In typical BMW manner, the car was originally introduced as sedan. The other body variants followed, eventually leading to the same variety as offered with the E36: sedan, touring (station wagon), coupé, convertible, and compact. The latter was set apart from the rest of the range by different lights, which might have contributed to the rather poor sales of the E46 compact model. The other body styles sold well. In Germany, the E46 was at times the second most popular car, outsold only by the VW Golf.
The E46 received a facelift (LCI – life cycle impulse in BMW speak) about halfway through its production, with the most important change being new lights and the availability of new engines. The successor E90 was phased in starting in 2005.
The E46 was available with a wide range of engines, from a 1.6l four-cylinder to a 3.0l six-cylinder. The engines employed were initially improved versions of the engines used in the E36, but with the same power figures – from 105 HP for the 316i to 193 HP for the 328i. The new engines introduced in 2001 brought a new top engine, the 231 HP 3.0l engine. Dry weight is between 1350kg and 1600kg for the closed gasoline versions. This makes the cars with the 3.0l engine quite quick, with 0-100kph times of 6.5s and a maximum speed of 250kph. But even the lower-powered cars (if you stay away from the entry-level engine, or the automatic transmission) feel quite quick and responsive, thanks to the good weight distribution and rear-wheel drive.
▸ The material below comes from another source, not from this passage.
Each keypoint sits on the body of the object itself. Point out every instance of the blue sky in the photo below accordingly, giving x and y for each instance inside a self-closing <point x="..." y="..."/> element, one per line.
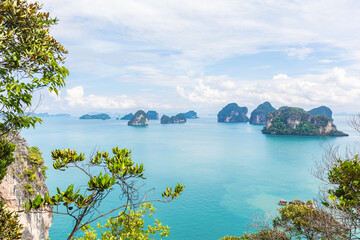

Prices are bottoming out, so even a 330i is an affordable car with performance that was attributed to true sports cars only a decade earlier. Cars with factory suspension are comfortable, too, and all modern amenities like air conditioning, cruise control, and even navigation are available. Add the classic BMW looks and driving pleasure, and I’m sure that especially the top-end 330i models will become desirable and more valuable at some point.
Early six-cylinder models (until the facelift in 2001) have a tendency to tear our their rear axles. Stay away from these. The engines are quite complex – VANOS, and Valvetronic in the N42 four-cylinders starting in 2001 – which means that proper maintenance and good oil (preferably 0W40, changed regularly, especially when driving mostly short distances) is a must to keep them running happily. The crank case ventilation is an often-mentioned issue. The six-cylinders have a reputation of being more reliable than the N42 four-cylinders. Rough driving will have worn out the suspension. Many cars have also been modified by the owners, which will impact value negatively in the future.
All-original late-model 330i coupé with six-speed manual transmission and M package, blue with chrome window trim. These came with the most important options like sports seats, so any car in the right color with low mileage should be worth taking a look.
If you’re on a budget, consider the 318ti compact. Less desirable means cheaper, and the four-cylinders are cheaper to run, too.